Now that's a great album.  

"Myth", 1:12 - 1:20.  Probably the best Cocteau Twins impression ever ("Heaven or Las Vegas" era), which includes about 70% of the music recorded by the Cocteaus.  

"Wild" :59 - 1:08.   Out of all the "Saint Etienne goes shoegaze" moments on the album, this might be the best.  

"Lazuli", 1:59 - 2:13.   This short bridge might be the finest moment on the album.   

"Other People", 2:19 - 2:27.  Another brief bridge/interlude.

"The Hours", 1:16 -1:31.  Of course the best part of this song had to be the chorus, because it's the best chorus on the album.  It actually pained me to cut this clip down to less than fifteen seconds.  

"Troublemaker", 1:49 - 1:56.  It's the weakest song on the album, but the chorus still delivers.

"New Year", 1:54 - 2:05.  This is during the mid-song break where there's a "Loveless"-lite passage with wailing guitars and other noises that sound like seal cries.  

"Wishes", 2:20 - 2:27.  Yet another great instrumental passage.

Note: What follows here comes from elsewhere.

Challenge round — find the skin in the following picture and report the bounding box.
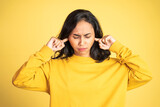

"On the Sea", 4:40-4:51.  I had no choice but to go with the big finish.

"Irene", 4:02 - 4:09.  The repeated refrain in the song's last three minutes can't be topped, but it also can't be easily excerpted.  So I chose the moment when the guitar revs up again and starts re-entering the song in full force, because that's the exact moment when the "Hey Jude" repeat until forever ending becomes an inevitability.